Step 1: Rearranging Summations
The first step is to, rearrange summations so that we are not summing over variables that do not depend on the summed variable:
\[\begin{align*} &\displaystyle\sum_{A} \Pr(A) \sum_{B} \times \Pr(B) \times \sum_{C} \Pr(C | A) \Pr(d | A, B) \\ \times & \sum_{E} \Pr(E | C) \sum_{F}\Pr(F | d) \\\times & \sum_{G}\Pr(G) \Pr(h |E , F) \Pr(\neg i | F, G) \\ \times & \sum_{J} \Pr(J | h, \neg i) \times \sum_{K} \Pr(K | \neg i) \end{align*}\]We can further rearrange the terms:
\[\begin{align*} & \displaystyle\sum_{A} \Pr(A) \times \sum_{B} \Pr(B) \Pr(d | A, B) \times \sum_{C} \Pr(C | A) \\ \times & \sum_{E} \Pr(E | C) \times \sum_{F}\Pr(F | d)\Pr(h |E , F) \\\times & \sum_{G}\Pr(G) \Pr(\neg i | F, G) \\ \times & \sum_{J} \Pr(J | h, \neg i) \times \sum_{K} \Pr(K | \neg i)\end{align*}\]Step 2: Getting Constant Factors
Now start computing from the last summation to the first.
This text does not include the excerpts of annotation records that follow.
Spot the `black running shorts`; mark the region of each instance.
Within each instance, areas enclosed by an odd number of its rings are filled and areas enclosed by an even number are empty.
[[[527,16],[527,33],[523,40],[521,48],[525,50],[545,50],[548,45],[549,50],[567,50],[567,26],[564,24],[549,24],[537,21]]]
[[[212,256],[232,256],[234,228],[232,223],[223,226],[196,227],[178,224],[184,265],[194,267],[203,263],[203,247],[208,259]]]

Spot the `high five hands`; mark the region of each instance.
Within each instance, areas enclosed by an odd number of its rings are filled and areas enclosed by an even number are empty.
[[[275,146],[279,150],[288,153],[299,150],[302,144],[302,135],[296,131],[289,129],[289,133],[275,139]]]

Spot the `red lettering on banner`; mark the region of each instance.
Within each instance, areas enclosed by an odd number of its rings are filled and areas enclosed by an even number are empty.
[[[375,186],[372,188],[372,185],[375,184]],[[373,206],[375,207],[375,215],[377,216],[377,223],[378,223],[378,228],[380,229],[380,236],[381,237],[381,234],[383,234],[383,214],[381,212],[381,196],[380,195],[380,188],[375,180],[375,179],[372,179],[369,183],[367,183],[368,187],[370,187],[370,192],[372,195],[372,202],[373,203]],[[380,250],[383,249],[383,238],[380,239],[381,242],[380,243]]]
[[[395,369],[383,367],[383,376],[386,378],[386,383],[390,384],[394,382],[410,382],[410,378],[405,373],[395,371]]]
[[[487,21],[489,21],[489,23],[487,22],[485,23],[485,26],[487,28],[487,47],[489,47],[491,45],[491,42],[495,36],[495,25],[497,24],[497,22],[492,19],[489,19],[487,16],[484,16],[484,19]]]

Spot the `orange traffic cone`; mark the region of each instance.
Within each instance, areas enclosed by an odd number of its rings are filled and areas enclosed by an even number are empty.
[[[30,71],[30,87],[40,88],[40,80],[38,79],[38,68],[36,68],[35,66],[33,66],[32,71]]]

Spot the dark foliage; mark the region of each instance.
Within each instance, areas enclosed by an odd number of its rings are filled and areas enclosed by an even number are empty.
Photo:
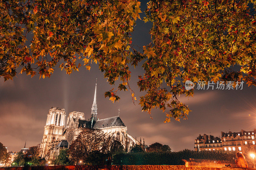
[[[116,165],[184,165],[183,159],[189,158],[213,160],[226,160],[234,163],[234,152],[221,151],[195,151],[185,149],[178,152],[140,152],[121,153],[113,159]]]

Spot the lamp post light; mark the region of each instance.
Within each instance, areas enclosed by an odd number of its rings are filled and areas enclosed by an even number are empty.
[[[251,153],[250,154],[250,156],[252,158],[252,160],[253,161],[253,165],[254,165],[254,166],[253,167],[255,168],[255,163],[254,162],[254,158],[255,157],[255,155],[253,154],[253,153]]]

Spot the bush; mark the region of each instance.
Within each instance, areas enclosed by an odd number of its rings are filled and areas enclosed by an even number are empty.
[[[195,151],[188,149],[177,152],[140,152],[120,153],[114,156],[113,164],[115,165],[184,165],[182,159],[189,158],[227,161],[234,163],[234,152],[222,151]]]

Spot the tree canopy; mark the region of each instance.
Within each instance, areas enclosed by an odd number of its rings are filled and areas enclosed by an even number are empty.
[[[136,153],[144,152],[144,150],[140,145],[136,144],[131,148],[130,152],[131,153]]]
[[[163,145],[162,144],[156,142],[149,145],[147,148],[146,150],[148,152],[170,152],[171,149],[167,145]]]
[[[5,164],[9,160],[10,157],[7,149],[2,143],[0,142],[0,162],[3,162]]]
[[[143,20],[152,24],[152,41],[142,54],[130,33],[140,19],[137,0],[1,1],[1,75],[12,79],[19,67],[44,78],[56,67],[70,74],[95,63],[110,84],[121,81],[105,97],[114,102],[118,90],[129,89],[133,101],[129,67],[141,62],[142,110],[168,108],[165,122],[180,121],[190,110],[178,96],[194,94],[184,88],[187,80],[256,86],[256,1],[150,0]]]

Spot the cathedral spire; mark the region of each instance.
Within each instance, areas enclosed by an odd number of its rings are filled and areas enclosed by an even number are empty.
[[[96,100],[96,93],[97,92],[97,79],[96,79],[96,84],[95,86],[95,91],[94,93],[94,98],[93,103],[92,103],[92,115],[91,117],[91,120],[94,119],[95,120],[97,120],[97,101]]]
[[[25,142],[25,145],[24,145],[24,148],[26,148],[26,143],[27,143],[27,140],[26,140],[26,142]]]

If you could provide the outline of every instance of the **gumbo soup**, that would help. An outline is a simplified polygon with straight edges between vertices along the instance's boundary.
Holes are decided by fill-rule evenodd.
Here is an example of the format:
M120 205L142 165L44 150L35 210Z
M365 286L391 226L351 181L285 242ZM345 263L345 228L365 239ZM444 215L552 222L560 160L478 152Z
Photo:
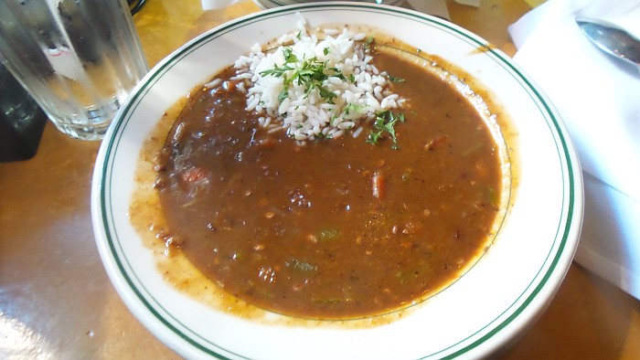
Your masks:
M229 294L296 317L386 313L451 284L504 217L497 125L419 51L347 30L283 42L176 119L155 184L172 245Z

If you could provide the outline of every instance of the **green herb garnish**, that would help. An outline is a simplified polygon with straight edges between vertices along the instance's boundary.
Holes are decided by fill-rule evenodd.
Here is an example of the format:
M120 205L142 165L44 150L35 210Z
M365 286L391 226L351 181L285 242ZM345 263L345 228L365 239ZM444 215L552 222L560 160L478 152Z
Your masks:
M390 74L387 74L387 78L391 82L404 82L404 81L406 81L406 79L404 79L402 78L397 78L397 77L390 75Z
M328 51L328 48L325 48L325 54L327 54ZM329 68L327 66L328 60L323 62L315 57L301 60L293 54L290 47L283 48L283 55L284 56L284 64L282 67L275 65L273 69L261 71L260 73L263 77L283 78L283 88L278 94L280 102L289 96L289 88L295 82L295 84L305 88L305 97L309 96L314 89L316 89L322 99L330 104L334 103L334 99L337 95L323 86L323 83L330 77L336 77L343 80L347 79L340 70L336 68ZM288 73L288 71L293 71L293 73Z
M389 110L378 112L376 114L376 121L373 123L374 130L369 132L367 143L378 144L378 141L386 132L393 142L391 149L400 149L398 139L396 138L396 129L394 128L398 122L404 122L404 114L401 112L393 113L393 111Z

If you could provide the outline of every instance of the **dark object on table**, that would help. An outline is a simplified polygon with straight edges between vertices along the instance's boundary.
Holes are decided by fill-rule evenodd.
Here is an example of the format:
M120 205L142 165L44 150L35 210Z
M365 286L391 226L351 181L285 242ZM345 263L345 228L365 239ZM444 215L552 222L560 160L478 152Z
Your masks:
M0 64L0 163L33 157L47 115Z

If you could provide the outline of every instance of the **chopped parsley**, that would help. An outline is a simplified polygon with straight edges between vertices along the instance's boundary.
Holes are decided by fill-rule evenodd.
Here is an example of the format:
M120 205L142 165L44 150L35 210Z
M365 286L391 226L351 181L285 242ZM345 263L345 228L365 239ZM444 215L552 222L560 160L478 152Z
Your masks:
M325 48L325 54L328 51L328 48ZM305 97L309 96L311 91L315 89L320 97L326 102L330 104L335 103L334 99L337 95L325 87L323 83L330 77L336 77L342 80L347 79L340 70L335 67L328 67L328 60L323 62L315 57L299 59L290 47L283 48L283 55L284 56L284 64L283 66L275 65L273 69L260 73L263 77L283 78L283 88L278 94L280 102L283 102L289 96L289 88L295 83L305 88ZM290 71L293 71L293 74ZM352 78L349 77L348 79L351 79Z
M391 82L404 82L404 81L406 81L406 79L404 79L402 78L395 77L391 74L387 74L387 79L389 79L389 80Z
M400 149L398 139L396 138L396 129L394 128L398 122L404 122L403 113L393 113L393 111L389 110L378 112L376 114L376 121L373 122L373 130L369 132L367 143L377 144L382 135L388 133L393 142L391 149Z

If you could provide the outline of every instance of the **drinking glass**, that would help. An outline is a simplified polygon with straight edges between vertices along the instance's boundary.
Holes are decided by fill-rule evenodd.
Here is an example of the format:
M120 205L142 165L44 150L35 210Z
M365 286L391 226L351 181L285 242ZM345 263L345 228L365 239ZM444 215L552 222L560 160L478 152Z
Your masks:
M124 0L2 0L0 60L56 127L99 140L148 71Z

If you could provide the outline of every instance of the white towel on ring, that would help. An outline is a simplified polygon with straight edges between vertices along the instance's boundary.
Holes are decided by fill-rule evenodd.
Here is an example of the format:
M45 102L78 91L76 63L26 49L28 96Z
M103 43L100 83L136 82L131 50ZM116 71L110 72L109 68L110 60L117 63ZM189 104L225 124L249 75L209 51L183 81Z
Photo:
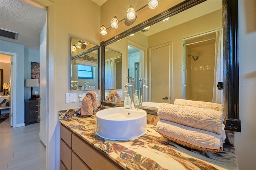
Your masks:
M220 134L223 113L214 110L161 103L157 115L164 120Z
M190 106L193 107L208 109L217 111L223 111L223 106L222 104L215 103L206 101L195 101L193 100L176 99L174 103L180 106Z
M164 135L204 148L220 149L226 138L224 133L215 133L193 128L174 122L160 120L156 130Z

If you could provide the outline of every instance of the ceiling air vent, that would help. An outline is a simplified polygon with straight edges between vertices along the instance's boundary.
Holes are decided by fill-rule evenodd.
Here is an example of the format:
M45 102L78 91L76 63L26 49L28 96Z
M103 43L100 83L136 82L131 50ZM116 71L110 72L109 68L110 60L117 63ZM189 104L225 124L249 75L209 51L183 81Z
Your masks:
M17 40L18 32L0 28L0 36Z

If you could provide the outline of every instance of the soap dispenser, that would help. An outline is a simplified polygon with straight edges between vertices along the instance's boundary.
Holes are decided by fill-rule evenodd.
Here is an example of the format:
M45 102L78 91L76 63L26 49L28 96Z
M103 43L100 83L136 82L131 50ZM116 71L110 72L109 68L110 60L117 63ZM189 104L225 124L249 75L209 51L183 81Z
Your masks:
M140 105L139 97L138 95L138 90L135 90L135 105Z
M132 107L132 100L128 93L128 91L125 91L125 92L126 92L126 95L124 98L124 107L126 109L130 109Z

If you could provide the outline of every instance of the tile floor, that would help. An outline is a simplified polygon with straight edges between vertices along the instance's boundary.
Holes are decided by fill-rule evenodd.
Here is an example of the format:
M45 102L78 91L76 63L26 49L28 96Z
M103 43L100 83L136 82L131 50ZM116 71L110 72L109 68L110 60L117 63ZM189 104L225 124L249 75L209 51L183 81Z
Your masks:
M9 118L0 124L0 170L45 170L45 146L39 138L39 123L19 128Z

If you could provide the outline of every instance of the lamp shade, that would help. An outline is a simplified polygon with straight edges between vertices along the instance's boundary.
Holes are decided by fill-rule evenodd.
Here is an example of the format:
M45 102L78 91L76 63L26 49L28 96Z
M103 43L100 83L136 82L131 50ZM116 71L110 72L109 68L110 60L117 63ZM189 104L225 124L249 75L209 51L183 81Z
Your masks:
M10 90L10 83L4 83L3 89Z
M39 83L38 79L26 79L25 83L26 87L38 87Z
\[\begin{align*} &\sum_{A}\Pr(A)\sum_{B} \Pr(B)\Pr(d | A, B) \sum_{C} \Pr(C | A) \sum_{E} \Pr(E | C) \\ &\sum_{F} \Pr(F | d) \Pr(h | E, F) \sum_{G} \Pr(G)\Pr(i | F, G) \\ &\sum_{J} \Pr(J | h, \neg i) \\ &\sum_{K} \Pr(K | \neg i) \\ \end{align*}\]Now, $\displaystyle\sum_{A} \Pr(K | \neg i) = \Pr(k | \neg i) + \Pr(\neg k | \neg i) = c_1$. The value of $c_1$ does not depend on any of the variables so we can move it to the front. Now we have a new expression that does not have the variable $K$. $K$ has been eliminated and we have the following expression:
\[\begin{align*} c_1 &\sum_{A} \Pr(A) \sum_{B} \Pr(B)Pr(d | A, B) \sum_{C} \Pr(C | A) \sum_{E} \Pr(E | C) \\ &\sum_{F} \Pr(F | d) \Pr(h | E, F) \sum_{G} \Pr(G)Pr(i | F, G) \\ &\sum_{J} \Pr(J | h, \neg i) \end{align*}\]Similar to $K$, here $\sum_{J} \Pr(J | h, \neg i) = \Pr(j | h, \neg i) + \Pr(\neg j | h, \neg i) = c_2$, and we can eliminate $J$ and get the follwing expression:
\[\begin{align*} c_1 c_2 &\sum_{A} \Pr(A) \sum_{B} \Pr(B)Pr(d | A, B) \sum_{C} \Pr(C | A) \sum_{E} \Pr(E | C) \\ &\sum_{F} \Pr(F | d) \Pr(h | E, F) \sum_{G} \Pr(G)Pr(i | F, G) \end{align*}\]Step 3: Introducing functions
Now, $\Pr(\neg i | F, g)$ depends on the value of $F$, so this is not a single number. So the sum depends on $F$. Once $F$ is fixed to $f$ or $\neg f$, the sum yields a fixed number. We introduce a function to represent this sum:
\[\begin{align*} f_1(F) &= \Pr(g) \Pr(\neg i | F, g) + \Pr(\neg g) \Pr(\neg i | F, \neg g) \\f_1(f) &= \Pr(g) \Pr(\neg i | f, g) + \Pr(\neg g) \Pr(\neg i | f, g) \\f_1(\neg f) &= \Pr(g) \Pr(\neg i | \neg f, g) + \Pr(\neg g) \Pr(\neg i | \neg f, g) \end{align*}\]We can proceed by systematically eliminating variables one at a time until we sum over $A$, resulting in a singular value equivalent to $\Pr(d, h, \neg i)$. By executing a similar operation, we obtain $\Pr(\neg d, h, \neg i)$. Normalizing these two values yields $\Pr(d | h, i)$ and $\Pr(\neg d | h, i)$. Alternatively, we may retain $D$ as a variable and calculate a function of $D$, denoted as $f_k(D)$, which yields the desired outcomes through its two values $f_k(d)$ and $f_k(\neg d)$. This method is referred to as variable elimination. Through the computation of intermediate functions such as $f_1(F)$, $f_2(E)$, etc., we effectively store values for multiple uses throughout the computation. Thus, variable elimination serves as a dynamic programming technique, optimizing efficiency by preserving sub-computations to circumvent redundant calculations.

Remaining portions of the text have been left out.